MAHAMAT-SALEH HAROUN

Dans les faubourgs de N’Djamena au Tchad, Amina vit seule avec Maria, sa fille unique de quinze ans. Son monde déjà fragile s’écroule le jour où elle découvre que sa fille est enceinte. Cette grossesse, l’adolescente n’en veut pas. Dans un pays où l’avortement est non seulement condamné par la religion, mais aussi par la loi, Amina se retrouve face à un combat consistant à offrir un avenir meilleur que le sien à sa fille.
Avec une extraordinaire économie de moyens, Mahamat-Saleh Haroun figure en une poignée de séquences la vie quotidienne de l’immense majorité des citadins au sud du Sahara.

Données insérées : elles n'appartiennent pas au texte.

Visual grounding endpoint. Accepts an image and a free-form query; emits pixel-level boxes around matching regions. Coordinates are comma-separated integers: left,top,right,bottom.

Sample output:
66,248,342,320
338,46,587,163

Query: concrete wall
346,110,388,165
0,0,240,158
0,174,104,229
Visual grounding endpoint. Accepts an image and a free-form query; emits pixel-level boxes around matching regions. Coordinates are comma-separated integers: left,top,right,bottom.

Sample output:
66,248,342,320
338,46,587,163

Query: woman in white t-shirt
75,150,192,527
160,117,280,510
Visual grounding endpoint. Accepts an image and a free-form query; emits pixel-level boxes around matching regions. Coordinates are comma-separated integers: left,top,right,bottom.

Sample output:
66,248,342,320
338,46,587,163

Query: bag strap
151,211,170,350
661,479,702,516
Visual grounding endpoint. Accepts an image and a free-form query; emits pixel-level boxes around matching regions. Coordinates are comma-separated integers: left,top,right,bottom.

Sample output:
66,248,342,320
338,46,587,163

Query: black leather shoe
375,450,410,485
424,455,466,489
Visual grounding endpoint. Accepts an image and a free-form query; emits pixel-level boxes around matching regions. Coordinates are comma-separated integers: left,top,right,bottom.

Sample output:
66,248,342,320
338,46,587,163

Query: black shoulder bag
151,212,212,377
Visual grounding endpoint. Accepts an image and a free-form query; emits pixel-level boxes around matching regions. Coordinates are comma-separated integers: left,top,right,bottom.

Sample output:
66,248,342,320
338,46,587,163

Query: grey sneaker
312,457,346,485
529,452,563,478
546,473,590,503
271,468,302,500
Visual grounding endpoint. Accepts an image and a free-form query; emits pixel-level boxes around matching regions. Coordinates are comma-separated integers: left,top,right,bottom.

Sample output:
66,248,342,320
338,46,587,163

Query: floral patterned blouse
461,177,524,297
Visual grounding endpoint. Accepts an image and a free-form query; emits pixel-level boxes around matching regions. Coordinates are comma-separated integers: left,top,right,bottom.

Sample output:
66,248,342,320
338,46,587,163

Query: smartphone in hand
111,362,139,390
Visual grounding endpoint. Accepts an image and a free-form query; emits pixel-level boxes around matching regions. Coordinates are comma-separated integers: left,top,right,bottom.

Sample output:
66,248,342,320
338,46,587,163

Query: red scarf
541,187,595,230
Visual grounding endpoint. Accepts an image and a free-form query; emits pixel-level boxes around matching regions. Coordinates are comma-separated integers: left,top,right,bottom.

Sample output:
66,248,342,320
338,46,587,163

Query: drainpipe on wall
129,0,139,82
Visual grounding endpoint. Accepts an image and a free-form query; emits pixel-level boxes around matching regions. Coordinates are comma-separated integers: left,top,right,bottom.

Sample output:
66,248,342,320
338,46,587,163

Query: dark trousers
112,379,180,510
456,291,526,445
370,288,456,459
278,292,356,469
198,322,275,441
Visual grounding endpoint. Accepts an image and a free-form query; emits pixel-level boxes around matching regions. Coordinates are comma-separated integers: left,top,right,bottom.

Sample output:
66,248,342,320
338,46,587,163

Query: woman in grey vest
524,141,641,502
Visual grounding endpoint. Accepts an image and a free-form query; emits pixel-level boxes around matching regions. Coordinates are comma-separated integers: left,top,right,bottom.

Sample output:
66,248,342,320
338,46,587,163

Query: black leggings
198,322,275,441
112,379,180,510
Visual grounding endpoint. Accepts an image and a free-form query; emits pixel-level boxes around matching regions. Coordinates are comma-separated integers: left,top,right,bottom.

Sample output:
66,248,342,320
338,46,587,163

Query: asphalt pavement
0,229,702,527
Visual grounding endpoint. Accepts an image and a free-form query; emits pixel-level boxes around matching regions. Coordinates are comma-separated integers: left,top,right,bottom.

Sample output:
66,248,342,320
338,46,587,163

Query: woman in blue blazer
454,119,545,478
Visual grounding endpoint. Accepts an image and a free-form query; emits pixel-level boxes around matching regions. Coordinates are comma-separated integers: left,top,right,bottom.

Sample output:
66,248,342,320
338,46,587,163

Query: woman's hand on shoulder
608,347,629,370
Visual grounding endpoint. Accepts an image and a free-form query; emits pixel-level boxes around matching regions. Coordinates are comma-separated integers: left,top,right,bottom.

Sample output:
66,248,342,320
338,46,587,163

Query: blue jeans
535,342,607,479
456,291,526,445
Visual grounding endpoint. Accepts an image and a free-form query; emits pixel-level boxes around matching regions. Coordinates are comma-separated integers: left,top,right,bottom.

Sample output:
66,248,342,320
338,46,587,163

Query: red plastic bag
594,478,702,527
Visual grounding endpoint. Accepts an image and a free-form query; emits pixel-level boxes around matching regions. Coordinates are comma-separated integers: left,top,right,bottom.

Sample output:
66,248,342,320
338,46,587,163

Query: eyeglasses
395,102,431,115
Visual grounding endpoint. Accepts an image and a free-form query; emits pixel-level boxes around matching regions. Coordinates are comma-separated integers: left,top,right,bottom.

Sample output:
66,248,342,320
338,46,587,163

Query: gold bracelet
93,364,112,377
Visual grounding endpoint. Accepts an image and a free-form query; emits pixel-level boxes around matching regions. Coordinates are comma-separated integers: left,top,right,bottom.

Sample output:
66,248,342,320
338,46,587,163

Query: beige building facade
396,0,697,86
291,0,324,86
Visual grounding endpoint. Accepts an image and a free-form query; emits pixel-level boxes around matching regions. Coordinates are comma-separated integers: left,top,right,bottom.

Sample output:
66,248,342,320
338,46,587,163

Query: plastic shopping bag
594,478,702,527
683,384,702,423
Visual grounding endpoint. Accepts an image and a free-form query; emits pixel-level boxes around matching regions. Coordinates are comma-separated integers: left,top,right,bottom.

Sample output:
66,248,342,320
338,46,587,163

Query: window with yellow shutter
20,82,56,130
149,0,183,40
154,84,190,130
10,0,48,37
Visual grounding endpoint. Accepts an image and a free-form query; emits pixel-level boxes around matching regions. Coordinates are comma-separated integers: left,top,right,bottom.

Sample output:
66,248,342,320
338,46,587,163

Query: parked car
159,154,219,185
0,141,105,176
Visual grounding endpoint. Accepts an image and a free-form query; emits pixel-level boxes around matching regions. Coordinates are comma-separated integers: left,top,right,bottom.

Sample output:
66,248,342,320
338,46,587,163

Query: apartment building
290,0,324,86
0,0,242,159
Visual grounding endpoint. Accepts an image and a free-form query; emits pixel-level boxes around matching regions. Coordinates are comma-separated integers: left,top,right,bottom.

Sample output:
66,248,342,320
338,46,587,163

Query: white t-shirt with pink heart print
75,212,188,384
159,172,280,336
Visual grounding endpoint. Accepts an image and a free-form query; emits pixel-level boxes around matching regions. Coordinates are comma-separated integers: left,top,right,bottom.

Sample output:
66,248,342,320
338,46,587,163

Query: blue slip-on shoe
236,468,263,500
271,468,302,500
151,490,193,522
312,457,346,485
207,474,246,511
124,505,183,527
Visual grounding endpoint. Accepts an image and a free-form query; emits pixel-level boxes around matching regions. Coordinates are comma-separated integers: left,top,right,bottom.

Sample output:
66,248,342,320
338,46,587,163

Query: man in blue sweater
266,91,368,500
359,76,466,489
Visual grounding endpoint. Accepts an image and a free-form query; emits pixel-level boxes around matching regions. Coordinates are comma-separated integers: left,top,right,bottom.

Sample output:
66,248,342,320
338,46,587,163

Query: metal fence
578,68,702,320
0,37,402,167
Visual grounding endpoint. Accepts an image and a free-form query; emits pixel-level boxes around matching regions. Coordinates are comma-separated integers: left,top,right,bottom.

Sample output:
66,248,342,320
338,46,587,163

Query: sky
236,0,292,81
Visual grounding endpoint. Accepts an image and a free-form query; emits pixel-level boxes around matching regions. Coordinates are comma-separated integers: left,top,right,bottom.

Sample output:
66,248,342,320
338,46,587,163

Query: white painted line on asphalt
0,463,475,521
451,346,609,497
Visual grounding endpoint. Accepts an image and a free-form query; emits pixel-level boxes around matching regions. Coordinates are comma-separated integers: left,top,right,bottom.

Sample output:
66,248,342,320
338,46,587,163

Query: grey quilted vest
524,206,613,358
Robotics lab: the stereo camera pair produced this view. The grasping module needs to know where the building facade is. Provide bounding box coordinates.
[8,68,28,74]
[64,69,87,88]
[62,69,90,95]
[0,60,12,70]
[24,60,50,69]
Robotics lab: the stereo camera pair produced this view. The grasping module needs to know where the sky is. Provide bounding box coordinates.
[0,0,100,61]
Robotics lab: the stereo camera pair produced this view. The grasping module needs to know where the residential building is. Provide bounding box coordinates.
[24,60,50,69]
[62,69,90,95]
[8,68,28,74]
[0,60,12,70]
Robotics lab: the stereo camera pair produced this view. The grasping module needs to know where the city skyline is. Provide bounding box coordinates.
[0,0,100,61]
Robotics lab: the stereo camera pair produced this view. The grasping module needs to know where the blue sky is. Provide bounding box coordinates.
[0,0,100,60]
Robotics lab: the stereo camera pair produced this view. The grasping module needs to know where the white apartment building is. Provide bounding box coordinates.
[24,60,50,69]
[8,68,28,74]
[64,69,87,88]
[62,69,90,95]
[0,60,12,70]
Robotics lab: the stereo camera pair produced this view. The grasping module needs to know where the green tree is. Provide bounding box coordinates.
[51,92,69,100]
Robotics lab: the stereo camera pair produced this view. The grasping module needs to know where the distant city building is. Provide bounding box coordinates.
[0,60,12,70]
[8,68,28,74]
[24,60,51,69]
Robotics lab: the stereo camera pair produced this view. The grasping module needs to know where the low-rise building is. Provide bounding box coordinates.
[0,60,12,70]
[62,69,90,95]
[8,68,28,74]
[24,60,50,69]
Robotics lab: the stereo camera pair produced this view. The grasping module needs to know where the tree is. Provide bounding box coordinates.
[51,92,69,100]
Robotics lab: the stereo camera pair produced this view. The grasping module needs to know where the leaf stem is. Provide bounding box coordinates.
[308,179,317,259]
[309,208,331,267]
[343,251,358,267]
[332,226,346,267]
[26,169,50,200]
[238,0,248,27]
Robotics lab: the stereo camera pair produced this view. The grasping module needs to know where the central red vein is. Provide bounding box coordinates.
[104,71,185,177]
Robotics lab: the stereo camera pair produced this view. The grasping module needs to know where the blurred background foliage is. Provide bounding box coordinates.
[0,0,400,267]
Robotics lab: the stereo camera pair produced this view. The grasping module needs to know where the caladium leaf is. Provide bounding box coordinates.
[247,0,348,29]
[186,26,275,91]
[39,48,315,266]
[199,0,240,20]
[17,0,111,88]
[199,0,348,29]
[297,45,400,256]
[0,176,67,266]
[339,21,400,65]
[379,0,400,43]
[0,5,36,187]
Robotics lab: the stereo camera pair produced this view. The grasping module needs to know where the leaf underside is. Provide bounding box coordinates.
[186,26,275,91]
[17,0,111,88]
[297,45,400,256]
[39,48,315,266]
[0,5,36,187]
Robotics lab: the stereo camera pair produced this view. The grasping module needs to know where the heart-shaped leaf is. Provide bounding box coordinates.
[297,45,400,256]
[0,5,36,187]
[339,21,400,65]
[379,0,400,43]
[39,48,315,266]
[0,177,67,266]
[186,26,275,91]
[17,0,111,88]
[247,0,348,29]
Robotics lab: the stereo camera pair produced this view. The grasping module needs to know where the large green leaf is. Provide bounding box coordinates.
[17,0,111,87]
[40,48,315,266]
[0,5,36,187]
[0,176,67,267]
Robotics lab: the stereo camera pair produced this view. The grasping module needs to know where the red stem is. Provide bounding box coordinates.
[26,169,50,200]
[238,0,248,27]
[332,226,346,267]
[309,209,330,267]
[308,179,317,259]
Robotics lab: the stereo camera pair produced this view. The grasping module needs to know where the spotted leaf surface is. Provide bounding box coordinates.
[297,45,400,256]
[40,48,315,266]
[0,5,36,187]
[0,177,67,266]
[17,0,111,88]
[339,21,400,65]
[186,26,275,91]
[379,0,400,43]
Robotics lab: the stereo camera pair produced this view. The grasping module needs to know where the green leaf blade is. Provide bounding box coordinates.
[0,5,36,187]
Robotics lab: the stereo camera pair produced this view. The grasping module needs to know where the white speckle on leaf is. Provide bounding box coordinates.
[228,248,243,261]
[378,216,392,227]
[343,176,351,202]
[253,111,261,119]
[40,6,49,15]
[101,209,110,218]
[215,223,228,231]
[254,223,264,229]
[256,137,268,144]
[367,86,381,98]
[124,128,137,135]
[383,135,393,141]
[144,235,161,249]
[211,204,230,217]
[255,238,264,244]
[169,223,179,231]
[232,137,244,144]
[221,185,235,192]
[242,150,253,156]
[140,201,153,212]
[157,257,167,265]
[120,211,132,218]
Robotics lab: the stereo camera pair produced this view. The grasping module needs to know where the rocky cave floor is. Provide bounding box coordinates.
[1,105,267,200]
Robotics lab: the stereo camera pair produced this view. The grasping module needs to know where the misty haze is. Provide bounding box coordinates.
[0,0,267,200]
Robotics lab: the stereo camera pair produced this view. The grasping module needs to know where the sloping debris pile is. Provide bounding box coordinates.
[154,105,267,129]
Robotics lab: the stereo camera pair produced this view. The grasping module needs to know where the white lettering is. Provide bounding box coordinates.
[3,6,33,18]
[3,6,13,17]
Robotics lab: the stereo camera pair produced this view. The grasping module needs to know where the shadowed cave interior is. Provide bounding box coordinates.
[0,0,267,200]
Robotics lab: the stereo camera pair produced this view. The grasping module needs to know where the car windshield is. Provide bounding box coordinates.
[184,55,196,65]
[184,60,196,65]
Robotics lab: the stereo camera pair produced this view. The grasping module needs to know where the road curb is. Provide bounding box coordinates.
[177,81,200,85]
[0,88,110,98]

Mais Amina n’est pas une femme comme les autres. D’abord parce qu’elle a tenu à ce que sa fille Maria (Rihane Khalil Alio) aille au lycée, aussi parce que chez elle, on parle autant le français (la langue de l’enseignement) que la version tchadienne de l’arabe. Ensuite, et surtout, parce qu’elle élève seule Maria. Pas de mari, même défunt, Amina, à peine quadragénaire, a été fille-mère, a refusé de se plier aux convenances, et l’on comprendra peu à peu qu’elle a payé au prix fort – l’exclusion de sa famille – cette fièvre d’indépendance. […] Il faut toute la grâce de la mise en scène, et la vigueur brute, mais toujours émouvante, de l’interprétation pour que Lingui (« les liens », en arabotchadien) échappe au didactisme. Ce piège est toujours présent, juste hors-champ. C’est l’un des plaisirs que procure le film que de voir l’énergie, la colère et l’élégance que Mahamat-Saleh Haroun met pour y échapper.